ACCESSING THE ENCODE DATA
UCSC provides three major methods of accessing the ENCODE data. For viewing multiple ENCODE experiments simultaneously alongside standard annotations such as gene positions, the Genome Browser is the method of choice. The Genome Browser displays the data graphically and works well on regions of up to tens of megabases in size. The Table Browser provides access to the same data in a variety of easily parseable formats, offering basic but useful data analysis as well such as the ability to compute intersections and correlations between tracks. The Table Browser interface parallels that of the Genome Browser, which facilitates finding the data tables that correspond to a particular track. Finally, all ENCODE data are available as downloadable files on the UCSC FTP site.
In general, we recommend getting familiar with the data graphically in the Genome Browser first, then using the Table Browser to explore the organization of the database and to download subsets of data no larger than a chromosome. For access to full-genome data, it is best to download the data as files from the FTP site. ENCODE tracks are standard tracks in the UCSC genome database; therefore, all tools available at the site can be applied to ENCODE data.
Visualizing data in the genome browser
Whole-genome ENCODE data generated during the ENCODE production phase are loaded into the standard browser track groups in the UCSC genome database (in contrast to pilot phase data, which were placed in ENCODE-specific groups). Nearly all of the ENCODE data can be found in the ‘expression’ and ‘regulation’ track groups; a few ENCODE tracks are located in the ‘mapping’, ‘genes’ and ‘variation’ groups. ENCODE tracks are highlighted in the browser track menus by an NHGRI helix logo (Figure 1). The ‘Release Log’ link at the UCSC ENCODE portal (http://genome.ucsc.edu/ENCODE/releaseLog.html) provides access to the list of released ENCODE tracks, along with links to the methods description and configuration for each track.
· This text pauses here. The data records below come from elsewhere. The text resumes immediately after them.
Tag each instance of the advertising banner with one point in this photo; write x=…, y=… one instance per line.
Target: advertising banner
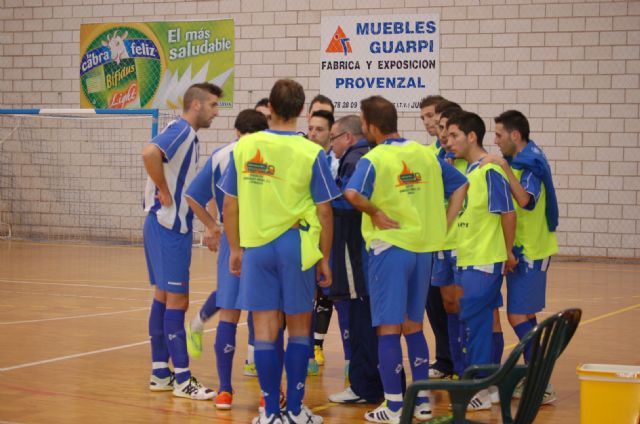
x=395, y=56
x=150, y=65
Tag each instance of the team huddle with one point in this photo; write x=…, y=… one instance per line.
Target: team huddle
x=351, y=216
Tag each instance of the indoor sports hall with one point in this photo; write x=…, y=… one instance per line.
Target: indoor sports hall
x=74, y=287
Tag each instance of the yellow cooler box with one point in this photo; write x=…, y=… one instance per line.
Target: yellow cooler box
x=609, y=394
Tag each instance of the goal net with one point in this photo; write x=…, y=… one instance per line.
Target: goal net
x=74, y=174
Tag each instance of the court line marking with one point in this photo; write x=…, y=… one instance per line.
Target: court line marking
x=110, y=402
x=511, y=346
x=80, y=296
x=93, y=352
x=592, y=268
x=30, y=321
x=145, y=289
x=594, y=319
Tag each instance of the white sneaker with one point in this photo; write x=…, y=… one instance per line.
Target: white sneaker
x=422, y=412
x=480, y=402
x=346, y=396
x=191, y=389
x=549, y=395
x=436, y=374
x=382, y=414
x=494, y=394
x=157, y=384
x=263, y=419
x=304, y=417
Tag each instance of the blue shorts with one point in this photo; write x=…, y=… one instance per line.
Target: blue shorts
x=272, y=279
x=168, y=255
x=228, y=284
x=398, y=285
x=444, y=269
x=527, y=287
x=481, y=290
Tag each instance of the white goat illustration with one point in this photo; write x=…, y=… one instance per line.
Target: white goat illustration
x=116, y=46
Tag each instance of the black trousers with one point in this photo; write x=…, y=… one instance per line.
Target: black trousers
x=438, y=321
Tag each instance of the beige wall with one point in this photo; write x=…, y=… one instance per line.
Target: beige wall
x=572, y=67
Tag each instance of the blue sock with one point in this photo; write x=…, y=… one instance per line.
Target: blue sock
x=225, y=348
x=312, y=354
x=159, y=350
x=280, y=349
x=455, y=344
x=418, y=358
x=252, y=339
x=342, y=307
x=295, y=362
x=177, y=343
x=522, y=329
x=464, y=337
x=268, y=375
x=209, y=308
x=497, y=347
x=390, y=358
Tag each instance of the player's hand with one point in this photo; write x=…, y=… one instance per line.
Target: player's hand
x=383, y=222
x=490, y=158
x=165, y=198
x=235, y=261
x=510, y=264
x=323, y=273
x=212, y=238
To make the hundreds of ENCODE tracks more manageable for users, we have enhanced the UCSC Genome Browser track configuration to provide more power, flexibility and interactivity. Subtracks can now be individually customized, organized into multiple ‘views’, and reordered by column sort or by drag-and-drop. We have incorporated a structured metadata display on Genome Browser track details pages and have added a link to facilitate bulk download of data files associated with a track.
Figure 2 provides a detailed look at these new features. The ‘Views’ section near the top of the track configuration page shows the potentially multiple data representations for a single experiment. Efforts have been made to standardize ‘views’ across similar datasets in ENCODE. Most tracks follow one of two patterns:
Regulatory elements: Peaks (discrete sites) and Signal (continuous graph of enrichment)
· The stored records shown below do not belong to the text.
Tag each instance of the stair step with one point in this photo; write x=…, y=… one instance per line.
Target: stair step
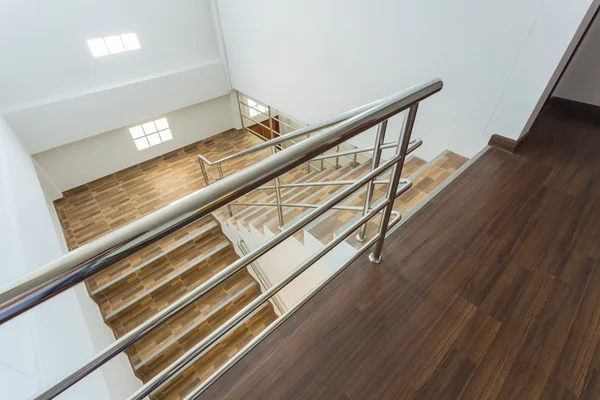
x=425, y=179
x=215, y=356
x=103, y=280
x=176, y=273
x=211, y=226
x=196, y=328
x=330, y=222
x=321, y=195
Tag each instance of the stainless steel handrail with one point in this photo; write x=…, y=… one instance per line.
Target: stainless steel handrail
x=264, y=280
x=317, y=126
x=74, y=267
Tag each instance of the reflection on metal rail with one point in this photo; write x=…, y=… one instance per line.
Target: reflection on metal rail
x=76, y=266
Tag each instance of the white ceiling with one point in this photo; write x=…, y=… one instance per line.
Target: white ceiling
x=45, y=56
x=53, y=91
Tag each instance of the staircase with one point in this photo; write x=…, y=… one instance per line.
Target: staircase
x=138, y=287
x=141, y=285
x=132, y=292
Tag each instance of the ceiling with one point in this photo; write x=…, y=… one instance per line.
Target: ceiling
x=46, y=59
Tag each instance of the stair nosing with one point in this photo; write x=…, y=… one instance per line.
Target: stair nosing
x=194, y=262
x=292, y=197
x=176, y=245
x=195, y=325
x=215, y=343
x=308, y=198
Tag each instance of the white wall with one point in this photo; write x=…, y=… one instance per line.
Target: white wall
x=553, y=38
x=581, y=80
x=53, y=91
x=85, y=160
x=42, y=345
x=329, y=56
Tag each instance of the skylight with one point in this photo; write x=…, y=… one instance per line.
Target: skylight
x=151, y=133
x=114, y=44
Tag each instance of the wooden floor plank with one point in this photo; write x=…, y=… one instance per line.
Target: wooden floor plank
x=490, y=291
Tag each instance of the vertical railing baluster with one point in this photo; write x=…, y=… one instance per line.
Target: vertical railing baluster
x=240, y=110
x=277, y=189
x=379, y=140
x=403, y=141
x=203, y=169
x=221, y=175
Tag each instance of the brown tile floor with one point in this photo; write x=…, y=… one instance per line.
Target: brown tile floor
x=131, y=291
x=490, y=291
x=98, y=207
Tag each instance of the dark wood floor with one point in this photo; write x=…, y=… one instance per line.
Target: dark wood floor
x=491, y=291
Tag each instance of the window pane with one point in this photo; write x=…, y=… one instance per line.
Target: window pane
x=161, y=124
x=153, y=139
x=141, y=143
x=149, y=127
x=166, y=135
x=136, y=132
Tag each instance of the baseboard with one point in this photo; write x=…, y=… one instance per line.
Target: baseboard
x=573, y=105
x=503, y=143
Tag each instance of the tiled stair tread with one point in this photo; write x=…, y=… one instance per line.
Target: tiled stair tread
x=326, y=192
x=270, y=213
x=357, y=199
x=218, y=307
x=191, y=264
x=186, y=239
x=220, y=295
x=141, y=256
x=216, y=355
x=406, y=201
x=317, y=191
x=295, y=175
x=267, y=196
x=259, y=211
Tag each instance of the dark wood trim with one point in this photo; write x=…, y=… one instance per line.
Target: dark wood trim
x=573, y=105
x=503, y=143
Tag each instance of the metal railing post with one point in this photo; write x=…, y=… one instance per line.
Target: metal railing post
x=277, y=189
x=220, y=169
x=240, y=110
x=204, y=174
x=278, y=197
x=308, y=163
x=379, y=140
x=403, y=141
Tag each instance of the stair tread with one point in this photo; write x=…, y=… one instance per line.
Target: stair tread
x=195, y=323
x=210, y=226
x=146, y=256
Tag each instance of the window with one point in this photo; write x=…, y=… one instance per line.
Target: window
x=258, y=108
x=151, y=133
x=114, y=44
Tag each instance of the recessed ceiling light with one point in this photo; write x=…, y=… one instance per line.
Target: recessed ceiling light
x=98, y=47
x=114, y=44
x=130, y=41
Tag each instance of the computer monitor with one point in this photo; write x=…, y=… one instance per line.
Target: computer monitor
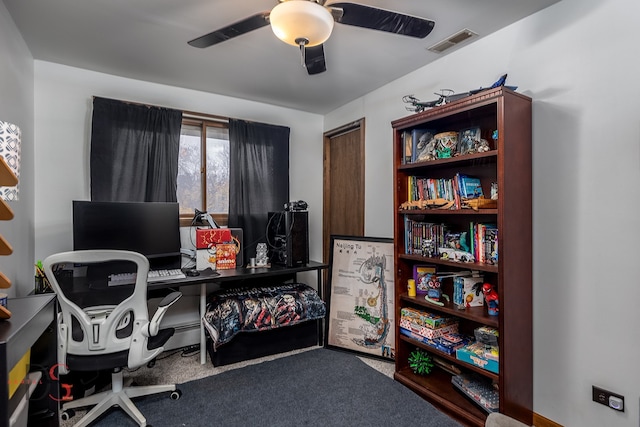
x=150, y=228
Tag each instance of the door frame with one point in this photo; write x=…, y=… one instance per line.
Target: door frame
x=326, y=177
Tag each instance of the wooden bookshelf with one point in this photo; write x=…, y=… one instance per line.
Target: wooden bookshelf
x=7, y=178
x=508, y=164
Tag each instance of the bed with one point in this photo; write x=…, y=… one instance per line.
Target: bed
x=245, y=323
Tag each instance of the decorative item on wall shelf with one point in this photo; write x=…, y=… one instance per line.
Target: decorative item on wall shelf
x=10, y=139
x=10, y=136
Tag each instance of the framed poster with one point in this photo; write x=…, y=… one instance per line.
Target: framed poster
x=360, y=296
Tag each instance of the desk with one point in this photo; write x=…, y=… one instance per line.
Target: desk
x=31, y=326
x=100, y=291
x=233, y=276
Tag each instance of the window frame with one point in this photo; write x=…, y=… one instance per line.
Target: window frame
x=203, y=121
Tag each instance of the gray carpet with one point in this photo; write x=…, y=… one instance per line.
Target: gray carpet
x=315, y=388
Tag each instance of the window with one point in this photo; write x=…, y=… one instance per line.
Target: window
x=203, y=169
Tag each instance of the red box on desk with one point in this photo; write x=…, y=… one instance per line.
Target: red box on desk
x=225, y=256
x=209, y=237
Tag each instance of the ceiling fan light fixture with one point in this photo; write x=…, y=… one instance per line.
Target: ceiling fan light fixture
x=297, y=22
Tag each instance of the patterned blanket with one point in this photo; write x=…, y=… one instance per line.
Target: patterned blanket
x=231, y=311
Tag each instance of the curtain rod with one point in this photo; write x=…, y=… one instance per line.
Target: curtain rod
x=185, y=114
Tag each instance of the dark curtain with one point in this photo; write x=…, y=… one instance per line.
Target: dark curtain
x=134, y=152
x=258, y=178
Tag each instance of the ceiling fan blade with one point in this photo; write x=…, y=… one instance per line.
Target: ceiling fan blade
x=237, y=29
x=383, y=20
x=314, y=60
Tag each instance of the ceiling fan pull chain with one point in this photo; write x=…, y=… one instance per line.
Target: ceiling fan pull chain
x=302, y=42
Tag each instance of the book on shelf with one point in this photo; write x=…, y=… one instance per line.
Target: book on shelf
x=422, y=238
x=408, y=147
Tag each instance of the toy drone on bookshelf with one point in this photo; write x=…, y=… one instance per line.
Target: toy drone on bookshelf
x=447, y=95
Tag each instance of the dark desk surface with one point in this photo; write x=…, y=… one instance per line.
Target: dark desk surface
x=236, y=274
x=30, y=316
x=99, y=290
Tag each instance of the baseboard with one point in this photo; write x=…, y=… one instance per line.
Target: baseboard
x=540, y=421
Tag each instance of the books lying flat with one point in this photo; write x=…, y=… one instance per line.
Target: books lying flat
x=478, y=391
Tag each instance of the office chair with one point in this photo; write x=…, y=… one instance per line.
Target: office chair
x=102, y=327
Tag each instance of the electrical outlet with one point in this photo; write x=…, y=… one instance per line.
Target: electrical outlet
x=607, y=398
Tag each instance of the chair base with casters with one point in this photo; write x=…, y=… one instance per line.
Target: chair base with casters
x=120, y=394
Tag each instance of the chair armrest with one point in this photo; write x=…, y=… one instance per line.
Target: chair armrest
x=168, y=301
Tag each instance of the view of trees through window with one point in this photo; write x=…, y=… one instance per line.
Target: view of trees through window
x=203, y=169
Gene expression: Plus and Minus Signal (coverage graph of reads on forward and reverse strand) and Alignments (short reads aligned to genome)
Below the ‘Views’ section, configuration pages for ENCODE tracks typically include a matrix of checkboxes that allow the selection of subtracks by experimental variables such as cell type or antibody. Subtracks can also be selected individually from the list of all subtracks displayed at the bottom of the configuration section. The column headers of this section (which include the experimental variables shown in the matrix) define the ordering of subtracks within the track display. The subtrack ordering can be changed by clicking the column headers to reorder by group, or by dragging and dropping individual subtracks in the list.
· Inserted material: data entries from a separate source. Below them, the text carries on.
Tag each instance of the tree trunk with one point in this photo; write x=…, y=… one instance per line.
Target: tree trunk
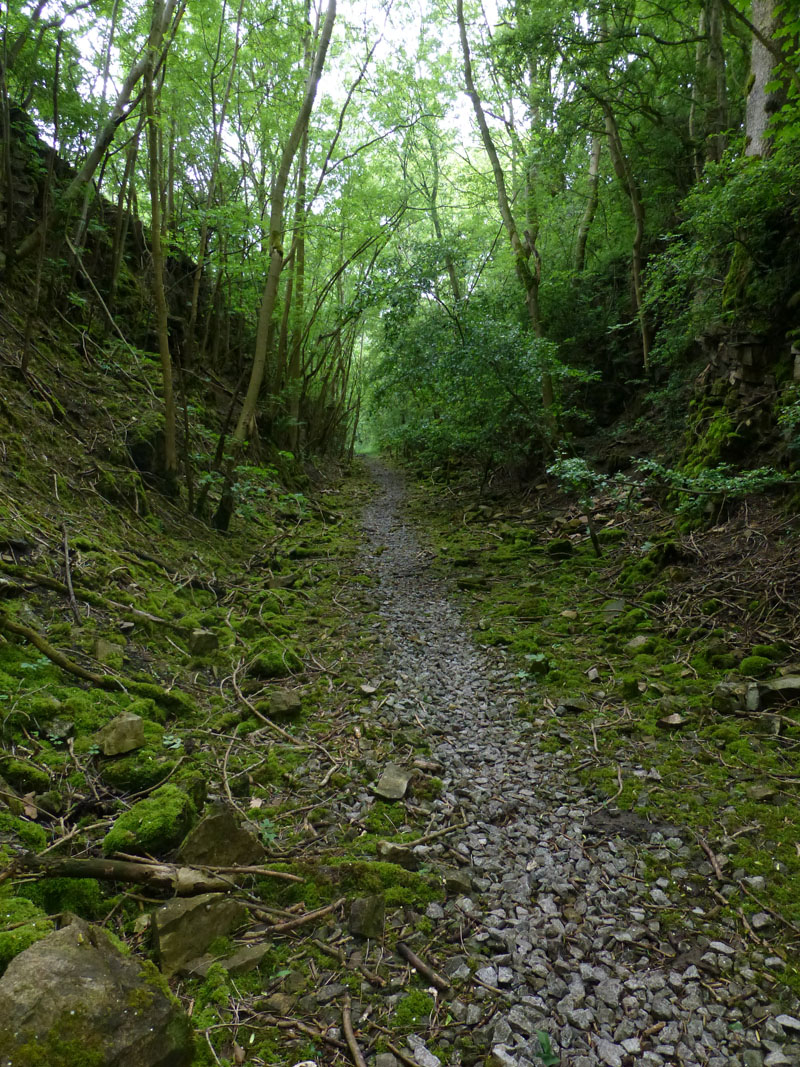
x=717, y=84
x=192, y=327
x=522, y=250
x=762, y=72
x=171, y=456
x=120, y=112
x=625, y=174
x=246, y=418
x=591, y=205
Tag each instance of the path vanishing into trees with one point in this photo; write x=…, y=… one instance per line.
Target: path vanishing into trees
x=560, y=948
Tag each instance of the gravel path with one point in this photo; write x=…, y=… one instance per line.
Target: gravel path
x=573, y=941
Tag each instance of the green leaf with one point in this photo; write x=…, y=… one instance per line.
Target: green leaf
x=545, y=1050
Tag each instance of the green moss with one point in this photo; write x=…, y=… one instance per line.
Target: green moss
x=56, y=895
x=274, y=661
x=414, y=1009
x=34, y=925
x=155, y=825
x=769, y=651
x=25, y=777
x=30, y=834
x=755, y=666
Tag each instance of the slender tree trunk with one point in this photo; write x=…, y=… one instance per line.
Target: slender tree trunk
x=33, y=309
x=171, y=456
x=522, y=249
x=697, y=95
x=265, y=331
x=717, y=83
x=124, y=208
x=171, y=14
x=591, y=204
x=293, y=383
x=211, y=192
x=625, y=174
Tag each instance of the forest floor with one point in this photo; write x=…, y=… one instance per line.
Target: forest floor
x=538, y=806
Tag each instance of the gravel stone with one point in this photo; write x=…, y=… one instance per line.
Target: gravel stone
x=556, y=906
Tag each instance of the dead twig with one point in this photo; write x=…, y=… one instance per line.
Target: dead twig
x=347, y=1025
x=68, y=575
x=442, y=984
x=301, y=920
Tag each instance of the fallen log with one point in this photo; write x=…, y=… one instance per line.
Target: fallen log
x=184, y=880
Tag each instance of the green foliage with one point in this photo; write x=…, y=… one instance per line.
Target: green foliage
x=414, y=1009
x=734, y=250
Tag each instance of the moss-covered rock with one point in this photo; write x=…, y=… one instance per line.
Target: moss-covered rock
x=30, y=834
x=82, y=896
x=24, y=776
x=755, y=666
x=25, y=923
x=155, y=825
x=274, y=661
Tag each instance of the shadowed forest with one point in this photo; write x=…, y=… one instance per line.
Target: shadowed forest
x=399, y=405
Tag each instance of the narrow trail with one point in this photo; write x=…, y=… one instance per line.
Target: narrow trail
x=570, y=939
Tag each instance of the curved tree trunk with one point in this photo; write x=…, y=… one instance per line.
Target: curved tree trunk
x=171, y=456
x=591, y=206
x=625, y=174
x=265, y=331
x=523, y=249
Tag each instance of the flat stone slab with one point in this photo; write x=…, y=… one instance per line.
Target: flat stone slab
x=220, y=840
x=393, y=782
x=184, y=928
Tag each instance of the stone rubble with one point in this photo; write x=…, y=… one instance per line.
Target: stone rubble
x=574, y=944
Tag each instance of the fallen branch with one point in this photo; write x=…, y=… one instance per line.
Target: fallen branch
x=442, y=984
x=712, y=859
x=347, y=1025
x=185, y=881
x=301, y=920
x=110, y=682
x=68, y=574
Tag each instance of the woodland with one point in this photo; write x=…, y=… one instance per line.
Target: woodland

The clickable (…) icons expand the display to show the metadata (experiment type and variables, data format and data freeze) for each subtrack. Clicking the ‘schema’ link for any subtrack listed on the track configuration page displays a full description of the data representation. The database representations and file formats for the peaks and alignments data were designed specifically for ENCODE. Signal views use one of the standard UCSC graphing formats: wiggle, bedGraph or bigWig.
Finally, note the ‘restricted until’ date for each subtrack, which shows the date when restricted use of the data expires. The data use policy for ENCODE is described in more detail below.
Bulk downloads of data
The DCC provides both raw data (sequence reads and quality scores) and processed data files (alignments, density graphs and peak calls). The raw data from high-throughput sequencing are provided in FASTQ format when feasible. SOLID colorspace sequences and quality are provided in CSFASTA and CSQUAL format.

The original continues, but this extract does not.